Лицо Мансура стало каменным. Если бы рядом оказался кто-то из кочевников, скорее всего он не заметил бы перемен в настроении великана. Но от Дамира не укрылось боль в душе верного раба, вызванная тяжелыми воспоминаниями.

– Что тревожит тебя, Мансур? – притормозив у входа в шатер, хан вынудил великана остановиться. – Ты усомнился в своем господине?

– Как я смею, мой хан?

– Тогда в чем печаль твоя?

Мансур извлек из ножен саблю, положил её на ладони и, в знак покорности, склонив голову, опустился перед ханом на колени, вверяя ему свою жизнь:

– Я не смею, господин!

– Говори!

– Прости меня, мой хан!

– Что ты сделал? – беря из рук раба саблю, глухо спросил Дамир.

– Я позволил себе вольные помыслы. Выслушай, а после руби мне голову.

– Говори.

– Когда мы были кеде, ты дал слово, что не станешь звать меня тем, кем я был рожден – сарацином. Ты говорил, что отныне и на все времена я кыпчак.
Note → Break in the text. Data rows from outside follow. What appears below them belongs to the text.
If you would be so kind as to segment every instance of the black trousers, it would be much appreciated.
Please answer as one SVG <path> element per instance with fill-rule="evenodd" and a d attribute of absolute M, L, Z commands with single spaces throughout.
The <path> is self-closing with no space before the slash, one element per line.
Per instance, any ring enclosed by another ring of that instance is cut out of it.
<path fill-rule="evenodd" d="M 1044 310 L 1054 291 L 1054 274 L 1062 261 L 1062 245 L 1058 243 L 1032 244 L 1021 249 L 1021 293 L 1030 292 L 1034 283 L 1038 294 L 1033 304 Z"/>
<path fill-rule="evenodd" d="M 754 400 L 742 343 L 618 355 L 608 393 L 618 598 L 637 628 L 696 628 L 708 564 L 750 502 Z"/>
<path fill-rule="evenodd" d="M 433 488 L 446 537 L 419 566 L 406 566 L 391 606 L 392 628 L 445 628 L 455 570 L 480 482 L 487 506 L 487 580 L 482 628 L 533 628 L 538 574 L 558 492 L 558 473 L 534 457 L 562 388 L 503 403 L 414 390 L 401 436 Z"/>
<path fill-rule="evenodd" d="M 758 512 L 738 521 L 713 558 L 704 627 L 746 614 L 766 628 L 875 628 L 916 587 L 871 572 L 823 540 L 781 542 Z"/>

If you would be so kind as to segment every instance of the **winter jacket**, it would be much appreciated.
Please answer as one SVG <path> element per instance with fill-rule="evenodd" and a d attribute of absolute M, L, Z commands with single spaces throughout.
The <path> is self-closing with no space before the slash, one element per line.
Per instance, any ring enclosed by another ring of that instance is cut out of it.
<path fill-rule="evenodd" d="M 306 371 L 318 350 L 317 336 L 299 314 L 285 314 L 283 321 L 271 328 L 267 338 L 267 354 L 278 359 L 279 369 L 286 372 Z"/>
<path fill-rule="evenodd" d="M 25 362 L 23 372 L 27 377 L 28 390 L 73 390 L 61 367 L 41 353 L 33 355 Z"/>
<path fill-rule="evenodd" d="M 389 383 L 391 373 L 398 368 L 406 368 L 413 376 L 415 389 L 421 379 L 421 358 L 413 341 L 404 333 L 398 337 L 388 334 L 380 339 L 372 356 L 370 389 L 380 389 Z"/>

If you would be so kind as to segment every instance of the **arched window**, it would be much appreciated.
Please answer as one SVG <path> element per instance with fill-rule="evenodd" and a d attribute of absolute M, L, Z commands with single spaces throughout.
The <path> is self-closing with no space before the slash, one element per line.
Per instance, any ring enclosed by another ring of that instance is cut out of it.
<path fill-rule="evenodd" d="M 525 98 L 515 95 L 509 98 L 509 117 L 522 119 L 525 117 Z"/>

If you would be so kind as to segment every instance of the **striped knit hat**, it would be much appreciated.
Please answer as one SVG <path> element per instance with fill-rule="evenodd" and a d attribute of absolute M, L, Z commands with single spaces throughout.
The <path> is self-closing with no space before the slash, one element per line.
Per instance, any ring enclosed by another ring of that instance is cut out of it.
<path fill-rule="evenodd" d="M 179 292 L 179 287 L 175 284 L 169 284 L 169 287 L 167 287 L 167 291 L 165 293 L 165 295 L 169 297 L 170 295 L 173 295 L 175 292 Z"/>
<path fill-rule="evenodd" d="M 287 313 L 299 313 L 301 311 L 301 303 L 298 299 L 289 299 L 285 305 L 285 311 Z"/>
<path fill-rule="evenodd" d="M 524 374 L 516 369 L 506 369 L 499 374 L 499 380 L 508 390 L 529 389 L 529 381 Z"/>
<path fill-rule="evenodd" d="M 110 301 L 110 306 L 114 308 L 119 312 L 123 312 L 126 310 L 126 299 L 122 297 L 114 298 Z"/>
Дамир нахмурился, разглядывая саблю своего верного раба. Поглаживая необычное лезвие с двумя кончиками, словно язык у змеи, он любовался ее мощью и красотой. Явуз-хан рассказывал, что этот клинок был при отце Мансура, когда войско кыпчаков напало на его караван. Им отец защищал своего маленького сына. И этим же клинком Явуз-хан снес сарацину голову. В том караване никто не спасся, кроме меленького кеде. Дамир спросил однажды атасы, почему он не убил его. Явуз-хан долго молчал, а потом ответил, что сохранил жизнь маленькому сарацину лишь потому, что он был не многим старше его собственного сына. Он забрал мальчика с собой. Дамир и Мансур вместе росли, вместе играли, вместе учились ездить верхом, сражаться. Явуз-хан относился к сарацину как к родному, не забывая при том напоминать ему, что он всего лишь раб его сына. Этот клинок Явуз-хан подарил ему, Дамиру, когда впервые взял их с Мансуром в поход. Они ехали по степи, а Явуз-хан рассказывая о сабле, всё время поглядывал на маленького сарацина. Дамир видел, какими глазами смотрел Мансур на пристегнутый к поясу маленького господина клинок – тяжелый для десятилетнего кеде. Тот поход оказался тяжелым. Силы были не равны. Так случилось, что в той битве Мансур спас жизнь ему, своему господину, и в благодарность за спасение, вопреки воли отца, Дамир подарил маленькому сарацину саблю его отца. В тот день Мансур принес Дамиру клятву безграничной верности и преданности. В тот день он перестал быть сарацином, а стал кыпчаком, как и его господин. Дамир вертел в руках саблю и вспоминал тот день. Сколько битв они прошли вместе, сколько походов! Но тот день он не сможет забыть никогда.

Хан вскинул саблю, размахнулся, со всей силы вогнал её в землю и, неожиданно, расхохотался. Мансур медленно поднял голову. Он привык к перепадам настроения своего господина. Рабу, выросшему с маленьким властителем в одном шатре, всегда удавалось предугадывать его желания, предвосхищать его потребности. Он всегда знал, как поступит его хан в той или иной ситуации. Но теперь покорный раб не понимаю, что может сулить ему эта внезапная веселость господина. Хан Дамир не умел радоваться и веселиться, впрочем, как и Мансур. Они оба выросли в окружении воинов, без материнской любви, без ласки, без теплоты. Мансур смотрел на своего хана и не знал, что ждет его дальше.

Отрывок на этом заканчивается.